DEİK etkinliğinde Türkiye-Güney Afrika iş birliği fırsatları masaya yatırıldı

Türkiye’nin Pretorya Büyükelçisi Elif Çomoğlu Ülgen, salgınla ortaya çıkan küresel tedarik zincirindeki sorunların minimize edilmesi gerektiğini belirterek, “Çeşitlendirme, bölgeselleşme, yerelleşme ve üretim merkezlerinin önemi giderek daha fazla anlaşılıyor. Türkiye ve Güney Afrika gibi ülkeler bu dönemde yeni istihdam fırsatları oluşturabilir, otomasyon ile insan unsuru arasında hassas bir denge kurabilir.” dedi.

Ülgen, DEİK tarafından çevrim içi olarak düzenlenen “Türkiye-Güney Afrika Interconnected Business Series Küresel Tedarik Zincirleri” etkinliğinde konuştu.

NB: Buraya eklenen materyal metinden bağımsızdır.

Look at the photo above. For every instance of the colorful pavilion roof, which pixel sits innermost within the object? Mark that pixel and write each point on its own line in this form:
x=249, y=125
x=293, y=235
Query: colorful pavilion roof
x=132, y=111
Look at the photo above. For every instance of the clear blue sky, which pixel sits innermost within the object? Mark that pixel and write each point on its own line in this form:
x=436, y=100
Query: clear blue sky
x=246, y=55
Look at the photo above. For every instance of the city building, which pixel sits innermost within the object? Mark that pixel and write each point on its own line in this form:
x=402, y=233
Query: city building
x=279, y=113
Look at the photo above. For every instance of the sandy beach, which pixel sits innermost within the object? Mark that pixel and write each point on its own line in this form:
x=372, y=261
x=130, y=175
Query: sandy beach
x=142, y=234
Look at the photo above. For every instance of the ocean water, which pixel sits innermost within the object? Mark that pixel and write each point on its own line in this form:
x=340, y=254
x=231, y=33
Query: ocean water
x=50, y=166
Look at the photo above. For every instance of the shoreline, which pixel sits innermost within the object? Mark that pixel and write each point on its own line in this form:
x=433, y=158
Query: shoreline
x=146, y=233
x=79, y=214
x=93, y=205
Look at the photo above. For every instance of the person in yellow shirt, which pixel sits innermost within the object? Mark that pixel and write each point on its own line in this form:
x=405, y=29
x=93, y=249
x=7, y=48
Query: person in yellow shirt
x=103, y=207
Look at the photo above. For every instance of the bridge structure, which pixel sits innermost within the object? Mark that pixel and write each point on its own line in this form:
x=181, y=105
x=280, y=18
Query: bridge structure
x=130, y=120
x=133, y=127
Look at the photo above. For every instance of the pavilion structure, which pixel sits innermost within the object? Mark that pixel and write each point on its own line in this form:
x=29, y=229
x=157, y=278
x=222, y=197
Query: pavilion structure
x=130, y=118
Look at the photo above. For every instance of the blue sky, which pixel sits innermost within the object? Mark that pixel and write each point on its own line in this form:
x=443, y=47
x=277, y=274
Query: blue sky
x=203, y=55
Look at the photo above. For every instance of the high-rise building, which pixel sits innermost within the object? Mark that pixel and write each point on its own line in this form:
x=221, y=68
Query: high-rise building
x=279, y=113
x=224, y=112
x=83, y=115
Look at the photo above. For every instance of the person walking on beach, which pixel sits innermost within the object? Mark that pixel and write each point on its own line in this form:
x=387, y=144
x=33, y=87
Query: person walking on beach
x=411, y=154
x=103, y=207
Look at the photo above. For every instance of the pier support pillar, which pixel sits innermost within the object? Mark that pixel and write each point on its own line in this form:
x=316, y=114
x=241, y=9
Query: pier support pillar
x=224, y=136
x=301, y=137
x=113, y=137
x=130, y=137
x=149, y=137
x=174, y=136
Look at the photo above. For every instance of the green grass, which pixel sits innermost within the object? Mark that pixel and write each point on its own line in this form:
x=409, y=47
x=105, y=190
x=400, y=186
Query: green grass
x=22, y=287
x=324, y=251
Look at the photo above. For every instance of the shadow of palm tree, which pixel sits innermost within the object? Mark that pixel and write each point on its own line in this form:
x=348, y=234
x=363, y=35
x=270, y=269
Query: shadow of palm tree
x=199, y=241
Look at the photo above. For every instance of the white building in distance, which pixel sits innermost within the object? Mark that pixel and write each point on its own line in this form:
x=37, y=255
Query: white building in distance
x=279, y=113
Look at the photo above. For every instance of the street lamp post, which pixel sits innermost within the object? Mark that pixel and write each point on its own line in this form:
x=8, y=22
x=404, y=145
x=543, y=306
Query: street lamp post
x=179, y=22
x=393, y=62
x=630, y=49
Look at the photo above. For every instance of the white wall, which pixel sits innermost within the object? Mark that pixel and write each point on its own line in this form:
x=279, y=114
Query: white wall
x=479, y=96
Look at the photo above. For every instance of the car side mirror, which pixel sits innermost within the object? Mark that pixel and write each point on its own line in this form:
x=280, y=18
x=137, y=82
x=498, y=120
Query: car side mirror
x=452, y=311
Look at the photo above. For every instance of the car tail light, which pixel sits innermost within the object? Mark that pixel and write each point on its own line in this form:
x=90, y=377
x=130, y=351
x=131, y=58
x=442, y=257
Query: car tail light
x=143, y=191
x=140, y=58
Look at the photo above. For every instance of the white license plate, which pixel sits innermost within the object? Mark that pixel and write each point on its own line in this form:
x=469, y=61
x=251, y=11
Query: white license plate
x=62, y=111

Çalışan beceresinin güçlendirilmesinin önemine işaret eden Ülgen, “Krizden silkelenip çıkabilmek, tedarikçilerin çeşitlendirilmesini gerektiriyor. Salgın krizi sırasında Türkiye’nin güvenilir bir merkez olduğu da ortaya çıktı. Avrupa, Orta Doğu, Kuzey Afrika, Rusya ve Kafkasya piyasalarına erişim sağlanabiliyor. Bu, Türkiye ve FTA ortakları açısından önemli ve doğrudan yabancı yatırımlar için elverişli bir ortam sunmakta. Genç nüfus, teşvikler, kabiliyetli iş gücü gibi birçok avantajıyla Türkiye pozisyonunu güçlendirebilir.” diye konuştu.

Salgının Afrika’nın kendi içerisinde daha çok ticaret ve yatırıma odaklanmasına sebep olduğunu aktaran Ülgen, “Sağlam ve somut sonuçların kısa zamanda çıkıp çıkamayacağını merakla bekliyoruz. Türkiye de bu anlamda çalışmaya Afrika ile birlikte hizmet etmeye hazırdır. Güney Afrika uzun zamandır yerelleşme ve sanayileşme politikaları da izliyor ve bu çabalar artacaktır. Otomotiv tekstil, demir-çelik ve giyim gibi sektörlerdeki çabalar çeşitliliğe erişmek için önemli. Türkiye ve Güney Afrika iş camiaları arasında iş birlikleri yapılarak birlikte yeni coğrafyalara da ulaşılabilir.” ifadelerini kullandı.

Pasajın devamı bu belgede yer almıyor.